FADE TO BLACK – BANVILLE ON CRIME
John Banville, who has killed off his own Benjamin Black pen name, is disturbed by ever more explicit depictions of violence in popular culture.
He warns that people are constantly bombarded with graphic images – and it must impact on us. “There has to be more violence, more shock, more terror, says the Booker Prize-winning author.
“If I were a young woman now I’d be out protesting about these things. It can’t be good for young men to be watching these things.
“We go to the ultra-realistic crime series on television, all of which seem to start with a young woman being raped, murdered, chopped up and thrown in a garbage heap.
“I think we go to ultra-violent fiction and ultra-violent crime series on TV because we can experience violence safely – and yet we can say we didn’t flinch before the young woman being raped, murdered and eviscerated.”
Interviewed for the latest City of Books podcast, he tells host Martina Devlin: “I worry about this. This is not good for us. Give me the Agatha Christies, give me the old cowboy pictures where people die without even bleeding.”

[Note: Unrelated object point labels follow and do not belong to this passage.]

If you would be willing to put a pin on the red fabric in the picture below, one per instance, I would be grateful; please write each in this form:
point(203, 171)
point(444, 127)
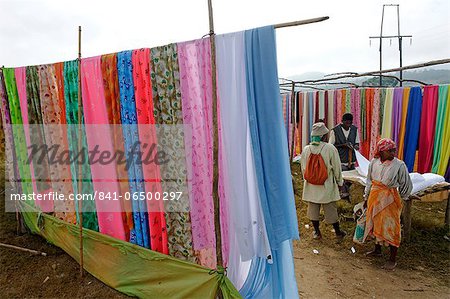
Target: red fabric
point(427, 129)
point(152, 176)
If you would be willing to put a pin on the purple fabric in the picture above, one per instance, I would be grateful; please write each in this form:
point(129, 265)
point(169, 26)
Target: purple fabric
point(397, 114)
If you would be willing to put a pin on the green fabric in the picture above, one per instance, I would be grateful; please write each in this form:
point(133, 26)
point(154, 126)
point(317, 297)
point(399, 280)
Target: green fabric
point(18, 132)
point(71, 101)
point(128, 268)
point(37, 137)
point(440, 124)
point(382, 101)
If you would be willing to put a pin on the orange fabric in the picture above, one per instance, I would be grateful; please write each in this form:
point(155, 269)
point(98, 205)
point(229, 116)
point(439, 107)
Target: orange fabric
point(384, 207)
point(405, 102)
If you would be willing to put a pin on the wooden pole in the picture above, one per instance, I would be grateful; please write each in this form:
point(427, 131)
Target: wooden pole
point(292, 145)
point(80, 183)
point(215, 140)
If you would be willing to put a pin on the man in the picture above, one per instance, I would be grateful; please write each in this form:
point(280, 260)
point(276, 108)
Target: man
point(388, 184)
point(345, 138)
point(326, 193)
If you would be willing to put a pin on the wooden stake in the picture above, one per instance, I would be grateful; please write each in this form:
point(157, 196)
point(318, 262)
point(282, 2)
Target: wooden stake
point(80, 183)
point(215, 140)
point(23, 249)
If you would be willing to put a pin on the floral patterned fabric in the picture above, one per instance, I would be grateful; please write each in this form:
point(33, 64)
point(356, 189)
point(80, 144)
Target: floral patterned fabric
point(196, 94)
point(140, 233)
point(147, 135)
point(167, 110)
point(112, 100)
point(70, 76)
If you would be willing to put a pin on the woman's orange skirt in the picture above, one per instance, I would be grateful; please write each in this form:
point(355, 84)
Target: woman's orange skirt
point(384, 207)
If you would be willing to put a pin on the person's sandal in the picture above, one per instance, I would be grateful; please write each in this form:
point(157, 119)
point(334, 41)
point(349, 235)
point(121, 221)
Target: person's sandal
point(317, 236)
point(373, 253)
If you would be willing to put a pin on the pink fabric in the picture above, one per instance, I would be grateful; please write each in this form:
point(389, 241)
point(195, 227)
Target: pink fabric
point(196, 94)
point(338, 97)
point(427, 128)
point(104, 177)
point(357, 115)
point(375, 128)
point(21, 82)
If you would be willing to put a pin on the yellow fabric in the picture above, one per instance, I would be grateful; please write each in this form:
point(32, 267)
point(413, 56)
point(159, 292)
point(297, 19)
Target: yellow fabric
point(445, 151)
point(405, 102)
point(130, 269)
point(387, 115)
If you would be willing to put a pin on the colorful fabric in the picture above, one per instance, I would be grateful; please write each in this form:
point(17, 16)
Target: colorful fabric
point(386, 131)
point(401, 142)
point(18, 132)
point(70, 74)
point(140, 233)
point(375, 123)
point(440, 147)
point(167, 110)
point(384, 144)
point(97, 134)
point(196, 93)
point(397, 114)
point(112, 101)
point(426, 138)
point(53, 120)
point(147, 135)
point(384, 207)
point(412, 127)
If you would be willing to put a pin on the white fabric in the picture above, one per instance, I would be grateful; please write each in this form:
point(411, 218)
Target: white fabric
point(247, 231)
point(329, 191)
point(419, 181)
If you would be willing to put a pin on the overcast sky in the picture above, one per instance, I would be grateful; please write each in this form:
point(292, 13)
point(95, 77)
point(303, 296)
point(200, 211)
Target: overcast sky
point(46, 31)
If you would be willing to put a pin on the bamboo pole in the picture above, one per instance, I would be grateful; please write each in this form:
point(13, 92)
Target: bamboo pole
point(215, 140)
point(80, 183)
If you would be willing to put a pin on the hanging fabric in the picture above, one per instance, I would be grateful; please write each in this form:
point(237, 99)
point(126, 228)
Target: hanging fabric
point(18, 132)
point(386, 131)
point(272, 166)
point(97, 134)
point(167, 110)
point(428, 129)
point(405, 102)
point(70, 74)
point(412, 127)
point(112, 101)
point(441, 123)
point(53, 121)
point(147, 135)
point(397, 114)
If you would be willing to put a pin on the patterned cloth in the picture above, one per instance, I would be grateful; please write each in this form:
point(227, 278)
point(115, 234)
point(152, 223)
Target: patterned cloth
point(165, 78)
point(70, 74)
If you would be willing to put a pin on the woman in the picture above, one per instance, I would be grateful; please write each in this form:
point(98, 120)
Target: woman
point(325, 194)
point(388, 182)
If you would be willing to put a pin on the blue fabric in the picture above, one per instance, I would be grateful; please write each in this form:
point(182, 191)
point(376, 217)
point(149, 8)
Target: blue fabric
point(412, 127)
point(140, 234)
point(270, 150)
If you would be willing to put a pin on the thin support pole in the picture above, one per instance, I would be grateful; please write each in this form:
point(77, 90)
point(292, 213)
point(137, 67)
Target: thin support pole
point(216, 139)
point(80, 183)
point(292, 145)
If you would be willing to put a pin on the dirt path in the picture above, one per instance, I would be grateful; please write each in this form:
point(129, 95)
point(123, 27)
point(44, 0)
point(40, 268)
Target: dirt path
point(334, 274)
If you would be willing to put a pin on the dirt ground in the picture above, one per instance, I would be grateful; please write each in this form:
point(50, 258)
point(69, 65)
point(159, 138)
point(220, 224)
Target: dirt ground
point(335, 272)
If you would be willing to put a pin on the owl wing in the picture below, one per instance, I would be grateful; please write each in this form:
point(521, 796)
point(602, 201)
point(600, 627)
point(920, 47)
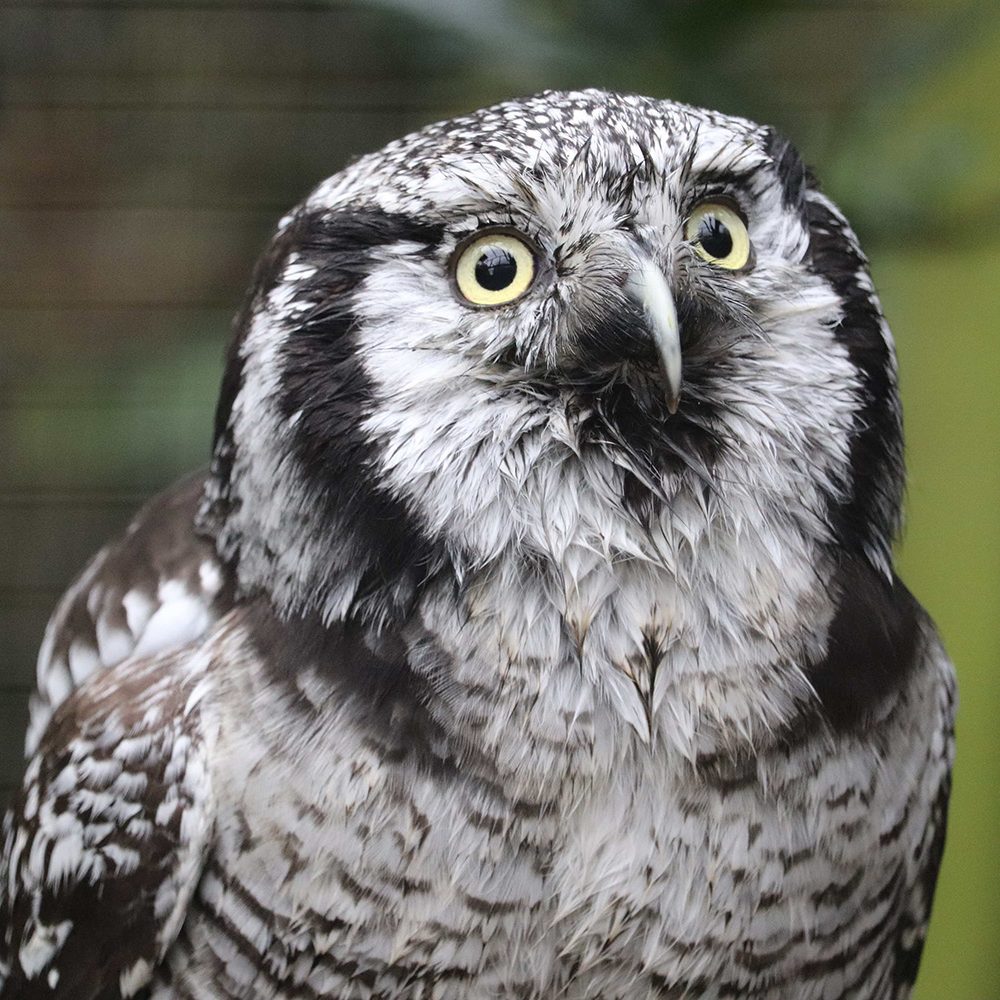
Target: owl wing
point(156, 587)
point(932, 811)
point(104, 844)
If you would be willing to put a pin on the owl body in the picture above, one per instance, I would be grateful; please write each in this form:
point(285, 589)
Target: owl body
point(534, 632)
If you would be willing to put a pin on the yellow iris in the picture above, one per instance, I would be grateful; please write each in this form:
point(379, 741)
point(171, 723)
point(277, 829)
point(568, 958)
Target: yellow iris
point(493, 269)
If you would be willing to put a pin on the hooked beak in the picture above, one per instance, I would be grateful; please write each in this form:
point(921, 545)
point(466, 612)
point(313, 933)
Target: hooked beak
point(648, 288)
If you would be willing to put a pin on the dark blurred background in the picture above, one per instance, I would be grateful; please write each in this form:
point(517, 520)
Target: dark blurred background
point(147, 149)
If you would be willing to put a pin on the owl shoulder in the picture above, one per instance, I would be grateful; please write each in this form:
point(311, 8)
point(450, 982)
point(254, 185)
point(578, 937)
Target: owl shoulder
point(105, 842)
point(154, 588)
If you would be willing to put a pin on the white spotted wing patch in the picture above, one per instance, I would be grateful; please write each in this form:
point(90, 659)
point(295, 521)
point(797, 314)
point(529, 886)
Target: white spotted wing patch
point(154, 589)
point(105, 842)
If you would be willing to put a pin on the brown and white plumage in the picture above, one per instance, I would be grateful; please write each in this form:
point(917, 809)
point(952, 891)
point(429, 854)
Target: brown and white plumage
point(511, 666)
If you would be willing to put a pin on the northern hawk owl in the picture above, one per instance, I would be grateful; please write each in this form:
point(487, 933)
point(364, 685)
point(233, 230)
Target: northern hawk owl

Despite doing away with Black, Banville is continuing to write crime novels – described as literary noir – under his own name. He made the decision after listening to some on audio, deciding they were rather good, and it was time he took ownership of them.
He has written 17 novels, as well as short stories, essays and film scripts. His latest novel Snow, published by Faber and Faber, is set in a Big House in the 1950s and opens with the corpse of a priest found in the library.